Emerging apps need special attention

Quality of service will become an important feature that most network analysis tools will have to support.

As general-purpose data networks begin to carry more diverse types of traffic that are more sensitive to transmission errors, such as video and voice over IP, quality of service will become an important feature that most network analysis tools will have to support.

"The thing with [quality of service] is that you'll need to know what you need for each application or service," said John Fulmer, vice president of DigitalNet LLC's Enterprise Management Center. "You'll have to use the tools to know how much bandwidth to reserve, so you'll be sure your networks can handle such things as" voice over IP.

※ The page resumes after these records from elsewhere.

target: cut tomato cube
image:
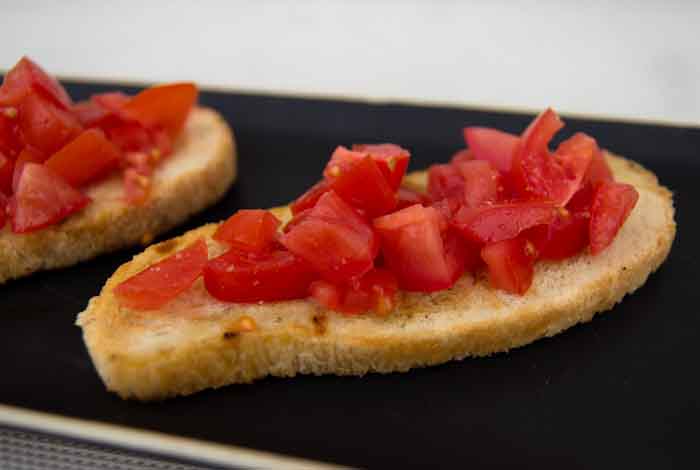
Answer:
[17,93,82,155]
[589,182,639,255]
[0,56,72,110]
[464,127,520,172]
[44,129,121,187]
[281,191,379,283]
[9,162,90,233]
[352,144,411,191]
[213,209,281,252]
[481,237,536,295]
[326,156,397,217]
[204,249,318,302]
[453,160,501,207]
[114,238,208,310]
[122,83,198,138]
[374,205,465,292]
[452,202,557,243]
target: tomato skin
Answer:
[44,129,121,187]
[114,238,207,310]
[452,202,557,243]
[589,182,639,255]
[281,191,379,283]
[464,127,520,172]
[213,209,281,252]
[204,249,318,302]
[0,56,72,110]
[481,237,536,295]
[9,162,90,233]
[122,83,198,138]
[17,93,82,155]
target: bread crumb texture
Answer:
[78,154,676,400]
[0,108,236,284]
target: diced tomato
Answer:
[452,202,557,243]
[464,127,520,172]
[213,209,281,252]
[17,93,82,155]
[114,238,207,310]
[352,144,411,191]
[44,129,120,187]
[122,83,198,138]
[204,249,318,302]
[290,180,330,214]
[0,56,72,110]
[374,204,465,292]
[10,162,90,233]
[326,156,397,217]
[589,182,639,255]
[396,187,430,210]
[0,152,15,194]
[527,209,589,260]
[428,165,464,201]
[281,191,379,283]
[309,268,399,316]
[455,160,501,207]
[481,237,536,295]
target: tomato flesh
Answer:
[44,129,121,187]
[213,209,281,252]
[281,191,379,283]
[9,162,90,233]
[204,249,318,302]
[464,127,520,172]
[481,237,536,295]
[452,202,556,243]
[589,182,639,255]
[114,238,207,310]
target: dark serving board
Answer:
[0,83,700,468]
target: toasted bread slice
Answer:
[77,155,676,400]
[0,108,236,284]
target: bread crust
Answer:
[77,154,676,400]
[0,108,236,284]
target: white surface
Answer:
[0,0,700,125]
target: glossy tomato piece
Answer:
[453,160,501,207]
[204,249,318,302]
[281,191,379,283]
[452,202,557,243]
[114,238,208,310]
[44,129,121,187]
[0,56,72,110]
[352,144,411,191]
[122,83,198,138]
[464,127,520,172]
[589,182,639,255]
[481,237,536,295]
[17,93,82,156]
[374,205,465,292]
[9,162,90,233]
[213,209,281,252]
[326,156,397,217]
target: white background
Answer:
[0,0,700,125]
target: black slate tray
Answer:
[0,83,700,468]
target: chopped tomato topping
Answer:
[589,182,639,255]
[281,191,379,283]
[10,162,90,233]
[204,249,318,302]
[44,129,120,187]
[114,238,207,310]
[481,237,537,295]
[464,127,520,172]
[214,209,281,252]
[453,202,557,243]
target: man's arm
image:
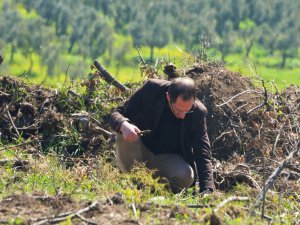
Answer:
[192,108,215,192]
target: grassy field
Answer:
[0,44,300,90]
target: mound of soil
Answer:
[0,77,110,156]
[0,194,199,224]
[0,63,300,161]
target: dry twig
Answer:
[213,196,249,213]
[94,60,129,92]
[32,201,99,225]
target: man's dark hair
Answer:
[168,77,196,103]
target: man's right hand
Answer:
[120,121,140,142]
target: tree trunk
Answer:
[9,44,16,63]
[280,52,287,69]
[28,52,33,74]
[68,39,75,53]
[246,40,254,58]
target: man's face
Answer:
[167,95,195,119]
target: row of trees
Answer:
[0,0,300,74]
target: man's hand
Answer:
[120,121,140,142]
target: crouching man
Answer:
[110,77,214,193]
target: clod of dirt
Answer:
[106,192,124,205]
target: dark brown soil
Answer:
[0,77,108,156]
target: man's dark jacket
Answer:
[110,79,214,192]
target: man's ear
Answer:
[166,92,170,102]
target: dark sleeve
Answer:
[109,81,145,132]
[192,111,215,192]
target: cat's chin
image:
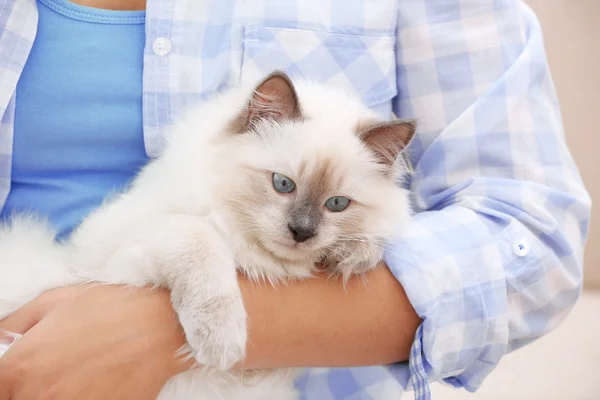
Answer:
[263,240,315,262]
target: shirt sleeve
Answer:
[385,0,590,398]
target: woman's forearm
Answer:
[240,266,420,368]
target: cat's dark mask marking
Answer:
[230,71,302,133]
[356,119,416,166]
[288,159,334,242]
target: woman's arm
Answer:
[240,266,420,368]
[0,267,419,400]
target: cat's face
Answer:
[218,74,414,276]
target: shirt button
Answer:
[513,240,530,257]
[152,38,171,56]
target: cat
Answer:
[0,71,415,400]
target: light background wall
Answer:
[526,0,600,289]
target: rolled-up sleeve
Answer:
[386,0,590,398]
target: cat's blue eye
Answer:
[325,196,350,212]
[273,172,296,193]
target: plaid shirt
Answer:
[0,0,590,400]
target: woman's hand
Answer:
[0,285,190,400]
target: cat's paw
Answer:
[324,240,383,280]
[179,296,247,370]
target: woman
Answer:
[0,0,590,400]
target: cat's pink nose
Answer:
[288,224,317,243]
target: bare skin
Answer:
[71,0,146,11]
[0,267,420,400]
[0,0,420,400]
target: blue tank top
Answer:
[0,0,147,237]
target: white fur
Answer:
[0,76,409,400]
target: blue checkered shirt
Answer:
[0,0,590,400]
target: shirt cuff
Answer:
[385,205,540,392]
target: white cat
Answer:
[0,72,415,400]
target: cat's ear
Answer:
[237,71,301,132]
[357,119,416,166]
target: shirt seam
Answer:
[39,0,146,24]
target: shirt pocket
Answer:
[241,26,397,118]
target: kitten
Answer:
[0,72,415,400]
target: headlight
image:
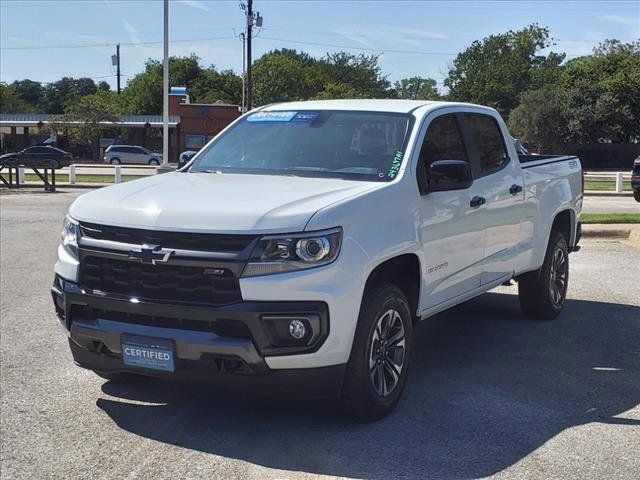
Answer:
[61,215,80,258]
[242,228,342,277]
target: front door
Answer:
[417,111,485,310]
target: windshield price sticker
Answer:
[387,150,404,178]
[247,112,298,122]
[293,112,320,122]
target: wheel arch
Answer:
[363,253,422,321]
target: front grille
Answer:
[71,305,253,340]
[80,222,256,252]
[80,255,242,305]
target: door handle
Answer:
[469,197,487,208]
[509,183,522,195]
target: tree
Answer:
[252,49,320,105]
[558,40,640,142]
[0,82,33,113]
[444,24,565,116]
[316,52,393,98]
[11,78,44,108]
[393,77,442,100]
[50,91,120,158]
[123,54,202,115]
[509,87,567,152]
[253,49,394,105]
[40,77,97,114]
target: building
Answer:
[0,87,240,162]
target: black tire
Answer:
[518,230,569,320]
[341,283,413,422]
[93,371,144,383]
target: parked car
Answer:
[52,100,582,420]
[631,155,640,202]
[0,145,73,169]
[178,150,198,168]
[104,145,162,165]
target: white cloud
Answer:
[335,25,449,50]
[600,14,640,37]
[178,0,210,12]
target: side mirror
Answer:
[427,160,473,192]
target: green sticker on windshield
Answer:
[387,150,404,178]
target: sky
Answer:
[0,0,640,92]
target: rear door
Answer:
[417,110,485,310]
[462,113,524,285]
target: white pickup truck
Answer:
[52,100,582,420]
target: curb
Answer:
[584,190,633,197]
[582,226,635,238]
[582,223,640,240]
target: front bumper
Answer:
[51,276,345,398]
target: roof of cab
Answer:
[256,99,487,113]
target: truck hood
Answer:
[69,172,384,233]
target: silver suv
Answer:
[104,145,162,165]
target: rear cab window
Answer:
[420,113,469,168]
[464,113,509,178]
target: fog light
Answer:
[289,319,307,340]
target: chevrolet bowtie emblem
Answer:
[129,244,175,265]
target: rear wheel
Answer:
[342,283,413,422]
[518,231,569,320]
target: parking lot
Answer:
[0,191,640,480]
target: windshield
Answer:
[189,110,411,181]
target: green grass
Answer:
[24,173,145,183]
[584,180,631,192]
[580,213,640,224]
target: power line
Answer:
[0,36,235,50]
[260,36,458,57]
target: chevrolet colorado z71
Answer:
[52,100,582,420]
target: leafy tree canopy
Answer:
[393,77,442,100]
[444,24,565,116]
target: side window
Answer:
[420,114,468,168]
[465,113,509,175]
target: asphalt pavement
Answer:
[0,192,640,480]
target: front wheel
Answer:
[518,231,569,320]
[341,284,413,422]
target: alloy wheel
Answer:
[369,309,405,397]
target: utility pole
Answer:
[111,44,120,93]
[247,0,253,110]
[240,32,247,113]
[240,0,262,110]
[116,44,120,93]
[162,0,169,168]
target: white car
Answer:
[103,145,162,165]
[52,100,582,420]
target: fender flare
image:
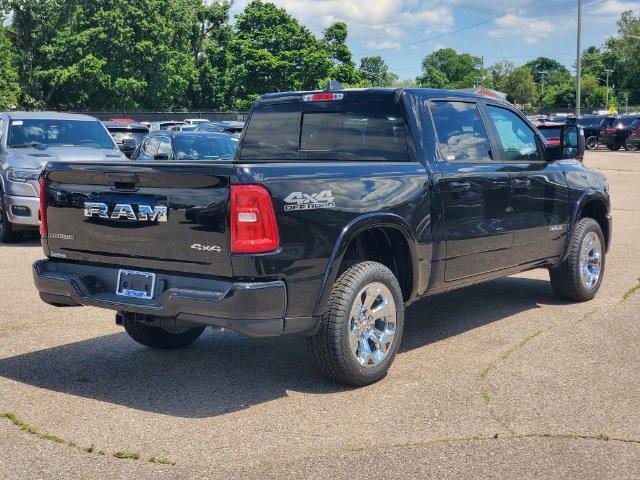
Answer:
[313,213,419,317]
[560,189,609,262]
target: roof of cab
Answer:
[257,88,508,105]
[6,112,98,122]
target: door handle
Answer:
[449,182,471,192]
[511,178,531,188]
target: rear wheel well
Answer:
[338,227,413,301]
[580,200,611,249]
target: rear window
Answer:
[7,118,116,150]
[240,102,409,162]
[618,118,638,128]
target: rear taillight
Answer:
[302,93,344,102]
[38,177,49,237]
[230,185,280,253]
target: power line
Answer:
[354,0,545,58]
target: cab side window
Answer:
[156,137,173,158]
[138,137,160,160]
[486,105,542,161]
[430,101,491,163]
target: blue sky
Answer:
[233,0,640,78]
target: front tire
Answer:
[308,262,404,386]
[0,193,20,243]
[123,318,206,350]
[549,218,605,302]
[587,135,598,150]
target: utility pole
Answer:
[538,70,549,96]
[605,68,613,110]
[576,0,582,118]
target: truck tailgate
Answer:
[46,162,233,277]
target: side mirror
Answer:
[547,125,586,162]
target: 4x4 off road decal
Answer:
[284,190,336,212]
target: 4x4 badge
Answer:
[284,190,336,212]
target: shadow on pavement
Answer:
[0,278,558,417]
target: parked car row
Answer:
[105,118,244,158]
[531,114,640,152]
[0,112,243,242]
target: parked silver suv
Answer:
[0,112,126,242]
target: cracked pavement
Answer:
[0,152,640,479]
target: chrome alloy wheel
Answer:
[349,282,396,368]
[580,232,602,289]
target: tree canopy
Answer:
[0,0,640,110]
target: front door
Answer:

Elements of Concord Communications Inc.'s eHealth suite of tools, for example, can run "what if" analyses to determine what kind of capacity would be needed for specific applications.

"Customers can use our tools to segment portions of their network bandwidth and give priority to some services over others," said Frank Kettenstock, vice president of product marketing at Concord. "There are gold, silver and bronze levels of priority, with applications such as [voice over IP] getting the gold."

Some vendors are just starting to add voice-over-IP support to their products, while others already have it but haven't had much use for it yet.

Industry players expect that situation to change quickly. Network Instruments LLC officials have included voice-over-IP support in the company's tools for the past five years, said Douglas Smith, Network Instruments' president, but officials are now seeing major demand.

"I've been shocked at how fast it's developed," he said.